Given the absence of standardized evaluation metrics for cybersecurity penetration testing in large language models, we propose a controlled comparative framework leveraging GPT-4 as an impartial evaluator. The methodology consists of three phases:
Controlled Questioning
Identical cybersecurity penetration testing questions (e.g., "Explain how to exploit a SQL injection vulnerability in a REST API") are posed to both the distilled strikeGPT model and SecGPT Figure 12. Questions span:
Technical Depth (e.g., payload construction)
Attack Methodology (e.g., step-by-step exploitation)
Mitigation Strategies (e.g., parameterized queries)
GPT-4 Evaluation Protocol

• Responses from both models are anonymized and evaluated by GPT-4 using criteria:
• Technical Accuracy (0-5): Alignment with known penetration testing principles (e.g., OWASP guidelines).
• Logical Coherence (0-5): Consistency in reasoning (e.g., cause-effect relationships in attack chains).
• Practical Feasibility (0-5): Real-world applicability (e.g., compatibility with tools like Burp Suite).
• GPT-4 provides detailed justifications for scores According to the standards, the evaluation results are finally presented in Figure 13.
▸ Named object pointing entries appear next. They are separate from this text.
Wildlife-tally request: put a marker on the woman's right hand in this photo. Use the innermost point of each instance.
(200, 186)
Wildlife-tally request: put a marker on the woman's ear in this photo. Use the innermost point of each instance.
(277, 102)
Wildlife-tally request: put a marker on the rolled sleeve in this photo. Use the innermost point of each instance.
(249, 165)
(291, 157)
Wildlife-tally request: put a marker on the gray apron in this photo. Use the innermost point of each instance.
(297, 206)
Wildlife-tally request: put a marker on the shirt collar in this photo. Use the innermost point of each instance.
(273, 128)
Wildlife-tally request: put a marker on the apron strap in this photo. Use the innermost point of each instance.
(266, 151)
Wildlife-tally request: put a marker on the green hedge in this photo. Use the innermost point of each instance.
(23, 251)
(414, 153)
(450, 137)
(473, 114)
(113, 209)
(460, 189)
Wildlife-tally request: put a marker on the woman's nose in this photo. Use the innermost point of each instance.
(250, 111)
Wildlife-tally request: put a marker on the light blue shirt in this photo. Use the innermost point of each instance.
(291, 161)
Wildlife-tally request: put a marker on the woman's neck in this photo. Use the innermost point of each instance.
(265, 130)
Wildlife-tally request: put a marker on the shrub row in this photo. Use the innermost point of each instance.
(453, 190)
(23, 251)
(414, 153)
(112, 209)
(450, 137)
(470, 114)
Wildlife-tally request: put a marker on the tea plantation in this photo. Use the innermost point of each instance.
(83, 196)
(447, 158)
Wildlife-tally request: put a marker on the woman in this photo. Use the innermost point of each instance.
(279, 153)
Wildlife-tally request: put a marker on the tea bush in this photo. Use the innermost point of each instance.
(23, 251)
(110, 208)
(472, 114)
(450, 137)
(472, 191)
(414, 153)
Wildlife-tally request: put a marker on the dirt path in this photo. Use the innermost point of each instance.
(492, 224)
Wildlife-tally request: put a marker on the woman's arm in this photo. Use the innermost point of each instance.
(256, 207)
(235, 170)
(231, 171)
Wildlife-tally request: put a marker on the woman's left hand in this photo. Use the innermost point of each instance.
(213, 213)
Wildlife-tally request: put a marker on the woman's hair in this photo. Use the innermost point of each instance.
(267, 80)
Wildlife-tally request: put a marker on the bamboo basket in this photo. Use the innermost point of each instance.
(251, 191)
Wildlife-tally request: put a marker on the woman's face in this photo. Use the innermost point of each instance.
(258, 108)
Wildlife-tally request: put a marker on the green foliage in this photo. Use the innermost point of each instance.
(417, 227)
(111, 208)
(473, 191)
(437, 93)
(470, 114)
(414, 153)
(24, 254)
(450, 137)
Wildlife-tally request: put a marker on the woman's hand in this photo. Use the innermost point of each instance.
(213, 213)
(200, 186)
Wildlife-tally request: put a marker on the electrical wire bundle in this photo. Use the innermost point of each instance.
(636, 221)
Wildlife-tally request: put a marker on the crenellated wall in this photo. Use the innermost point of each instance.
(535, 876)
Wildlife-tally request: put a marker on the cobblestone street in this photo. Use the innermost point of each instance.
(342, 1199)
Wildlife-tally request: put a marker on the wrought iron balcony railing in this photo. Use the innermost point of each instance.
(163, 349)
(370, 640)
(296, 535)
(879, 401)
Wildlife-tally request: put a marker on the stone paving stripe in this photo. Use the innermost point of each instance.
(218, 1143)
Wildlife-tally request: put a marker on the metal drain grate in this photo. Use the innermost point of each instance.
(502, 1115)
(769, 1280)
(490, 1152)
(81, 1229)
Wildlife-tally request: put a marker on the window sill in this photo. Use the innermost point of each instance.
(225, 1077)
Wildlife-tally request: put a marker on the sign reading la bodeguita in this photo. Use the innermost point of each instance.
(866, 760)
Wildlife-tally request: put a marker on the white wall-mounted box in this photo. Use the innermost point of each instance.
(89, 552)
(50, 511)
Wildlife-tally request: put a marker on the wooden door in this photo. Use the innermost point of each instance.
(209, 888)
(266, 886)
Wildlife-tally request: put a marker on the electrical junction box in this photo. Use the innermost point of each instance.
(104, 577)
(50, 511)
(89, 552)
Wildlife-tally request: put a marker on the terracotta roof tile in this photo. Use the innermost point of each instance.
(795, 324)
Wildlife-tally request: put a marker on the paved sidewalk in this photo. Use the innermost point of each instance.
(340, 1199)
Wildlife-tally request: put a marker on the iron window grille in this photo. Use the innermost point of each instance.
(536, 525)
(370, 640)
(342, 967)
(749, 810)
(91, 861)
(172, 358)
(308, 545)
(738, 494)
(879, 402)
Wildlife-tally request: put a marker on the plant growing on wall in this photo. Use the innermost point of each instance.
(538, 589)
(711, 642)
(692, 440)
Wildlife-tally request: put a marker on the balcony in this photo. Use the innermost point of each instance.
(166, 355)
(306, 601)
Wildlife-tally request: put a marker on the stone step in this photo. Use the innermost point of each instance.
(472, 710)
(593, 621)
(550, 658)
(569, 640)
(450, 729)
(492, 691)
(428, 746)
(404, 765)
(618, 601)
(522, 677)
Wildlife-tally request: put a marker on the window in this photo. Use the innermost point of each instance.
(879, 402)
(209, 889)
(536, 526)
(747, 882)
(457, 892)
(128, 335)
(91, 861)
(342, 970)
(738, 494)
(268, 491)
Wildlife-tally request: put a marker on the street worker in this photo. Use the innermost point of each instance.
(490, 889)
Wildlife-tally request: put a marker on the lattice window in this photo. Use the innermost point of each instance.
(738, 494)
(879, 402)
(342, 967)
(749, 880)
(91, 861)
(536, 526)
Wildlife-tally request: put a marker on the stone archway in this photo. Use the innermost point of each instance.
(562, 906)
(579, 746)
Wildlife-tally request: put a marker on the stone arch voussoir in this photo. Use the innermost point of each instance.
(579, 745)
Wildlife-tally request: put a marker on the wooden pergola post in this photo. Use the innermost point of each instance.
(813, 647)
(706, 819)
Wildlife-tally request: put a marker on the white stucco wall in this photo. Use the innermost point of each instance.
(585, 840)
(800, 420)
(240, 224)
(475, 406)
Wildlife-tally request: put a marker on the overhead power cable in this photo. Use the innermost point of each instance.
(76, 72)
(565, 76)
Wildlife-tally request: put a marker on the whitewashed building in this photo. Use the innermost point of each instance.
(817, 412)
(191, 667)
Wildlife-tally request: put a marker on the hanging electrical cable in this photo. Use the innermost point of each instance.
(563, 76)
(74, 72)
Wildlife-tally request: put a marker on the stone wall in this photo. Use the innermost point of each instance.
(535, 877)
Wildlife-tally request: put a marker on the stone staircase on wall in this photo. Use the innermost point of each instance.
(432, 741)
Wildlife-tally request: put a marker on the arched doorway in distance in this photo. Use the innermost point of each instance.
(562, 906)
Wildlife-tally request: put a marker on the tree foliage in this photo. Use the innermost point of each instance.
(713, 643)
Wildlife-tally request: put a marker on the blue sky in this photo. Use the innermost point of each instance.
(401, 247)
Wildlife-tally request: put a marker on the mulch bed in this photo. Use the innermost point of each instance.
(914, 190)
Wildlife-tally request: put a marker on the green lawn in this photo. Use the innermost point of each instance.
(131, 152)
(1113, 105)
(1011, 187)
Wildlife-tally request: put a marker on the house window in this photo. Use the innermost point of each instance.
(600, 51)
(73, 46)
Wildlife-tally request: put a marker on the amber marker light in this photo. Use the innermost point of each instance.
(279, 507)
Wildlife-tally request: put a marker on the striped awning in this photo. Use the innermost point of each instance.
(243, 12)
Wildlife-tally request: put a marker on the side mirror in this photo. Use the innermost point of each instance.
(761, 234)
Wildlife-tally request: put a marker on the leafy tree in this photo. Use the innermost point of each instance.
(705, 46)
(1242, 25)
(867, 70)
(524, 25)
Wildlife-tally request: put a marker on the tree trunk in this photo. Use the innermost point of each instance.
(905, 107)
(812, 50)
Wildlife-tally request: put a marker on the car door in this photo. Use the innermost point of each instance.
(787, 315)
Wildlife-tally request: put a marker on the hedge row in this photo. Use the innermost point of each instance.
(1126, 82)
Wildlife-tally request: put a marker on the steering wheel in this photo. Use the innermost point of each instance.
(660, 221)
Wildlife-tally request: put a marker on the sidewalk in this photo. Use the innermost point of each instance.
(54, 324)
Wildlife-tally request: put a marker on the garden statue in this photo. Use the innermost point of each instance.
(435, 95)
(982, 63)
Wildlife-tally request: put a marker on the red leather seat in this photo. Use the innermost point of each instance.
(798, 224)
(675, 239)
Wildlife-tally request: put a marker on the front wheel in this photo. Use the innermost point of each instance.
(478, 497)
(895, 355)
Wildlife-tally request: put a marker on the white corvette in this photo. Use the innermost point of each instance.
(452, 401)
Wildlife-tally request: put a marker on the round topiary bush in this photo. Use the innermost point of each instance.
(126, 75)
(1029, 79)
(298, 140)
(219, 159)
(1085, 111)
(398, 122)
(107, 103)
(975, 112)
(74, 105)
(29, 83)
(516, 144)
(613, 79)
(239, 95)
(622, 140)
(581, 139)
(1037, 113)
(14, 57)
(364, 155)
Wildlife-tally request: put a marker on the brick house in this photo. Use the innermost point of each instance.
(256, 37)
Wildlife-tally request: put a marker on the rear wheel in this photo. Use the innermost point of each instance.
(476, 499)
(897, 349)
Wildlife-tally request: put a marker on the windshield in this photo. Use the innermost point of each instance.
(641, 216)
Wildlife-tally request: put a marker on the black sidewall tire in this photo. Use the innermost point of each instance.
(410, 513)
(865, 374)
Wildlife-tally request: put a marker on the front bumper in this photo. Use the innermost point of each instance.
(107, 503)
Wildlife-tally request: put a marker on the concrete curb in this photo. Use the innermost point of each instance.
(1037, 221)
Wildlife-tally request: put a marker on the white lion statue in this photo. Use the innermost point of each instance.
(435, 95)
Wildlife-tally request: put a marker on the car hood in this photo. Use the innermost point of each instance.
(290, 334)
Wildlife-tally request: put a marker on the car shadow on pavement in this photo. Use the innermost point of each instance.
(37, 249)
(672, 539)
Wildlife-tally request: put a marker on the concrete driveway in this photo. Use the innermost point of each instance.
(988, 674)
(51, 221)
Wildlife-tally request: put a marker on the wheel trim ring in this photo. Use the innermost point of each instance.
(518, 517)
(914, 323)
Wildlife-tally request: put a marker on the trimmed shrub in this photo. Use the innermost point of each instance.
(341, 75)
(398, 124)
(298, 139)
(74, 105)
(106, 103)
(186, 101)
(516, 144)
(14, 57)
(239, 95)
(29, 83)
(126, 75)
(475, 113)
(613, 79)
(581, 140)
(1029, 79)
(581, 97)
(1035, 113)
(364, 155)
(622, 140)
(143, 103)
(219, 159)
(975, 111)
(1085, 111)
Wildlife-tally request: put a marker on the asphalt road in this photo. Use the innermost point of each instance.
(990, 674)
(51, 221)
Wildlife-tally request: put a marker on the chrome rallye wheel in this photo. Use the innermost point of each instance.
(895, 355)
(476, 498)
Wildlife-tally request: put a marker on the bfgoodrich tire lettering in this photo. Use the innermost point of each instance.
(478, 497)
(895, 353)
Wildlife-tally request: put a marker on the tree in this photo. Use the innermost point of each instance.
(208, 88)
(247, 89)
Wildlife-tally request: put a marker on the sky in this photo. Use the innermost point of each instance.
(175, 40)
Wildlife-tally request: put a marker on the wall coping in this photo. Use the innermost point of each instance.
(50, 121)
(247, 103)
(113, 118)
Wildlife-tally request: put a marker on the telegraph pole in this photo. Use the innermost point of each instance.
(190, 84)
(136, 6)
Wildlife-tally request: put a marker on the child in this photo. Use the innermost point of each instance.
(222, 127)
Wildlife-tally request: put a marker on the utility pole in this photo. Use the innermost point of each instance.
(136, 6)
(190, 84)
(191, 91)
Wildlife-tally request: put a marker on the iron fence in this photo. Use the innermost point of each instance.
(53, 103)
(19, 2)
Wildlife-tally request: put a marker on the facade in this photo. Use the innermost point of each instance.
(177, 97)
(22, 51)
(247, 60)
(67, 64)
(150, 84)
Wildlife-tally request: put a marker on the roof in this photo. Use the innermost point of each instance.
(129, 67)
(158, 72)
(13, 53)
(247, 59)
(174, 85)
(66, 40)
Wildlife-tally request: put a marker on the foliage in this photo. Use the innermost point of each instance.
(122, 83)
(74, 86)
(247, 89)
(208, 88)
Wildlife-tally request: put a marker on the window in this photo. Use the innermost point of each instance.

📈 Experimental Data Trends

Minor gradient explosions observed, but overall stable.

💰 Training Costs

• DeepSeek-R1 API Calls: ¥450 (purchased during discounts; normal price ~¥1800)
• Server Costs: ¥4?0
• Digital Resources: ¥??
  

⚖️ Usage Notice

This model is strictly for legal security research and educational purposes. Users must comply with local laws and regulations. Developers are not responsible for misuse.
Note: By using this model, you agree to this disclaimer.

💡 Tip: The model may exhibit hallucinations or knowledge gaps. Always cross-verify critical scenarios!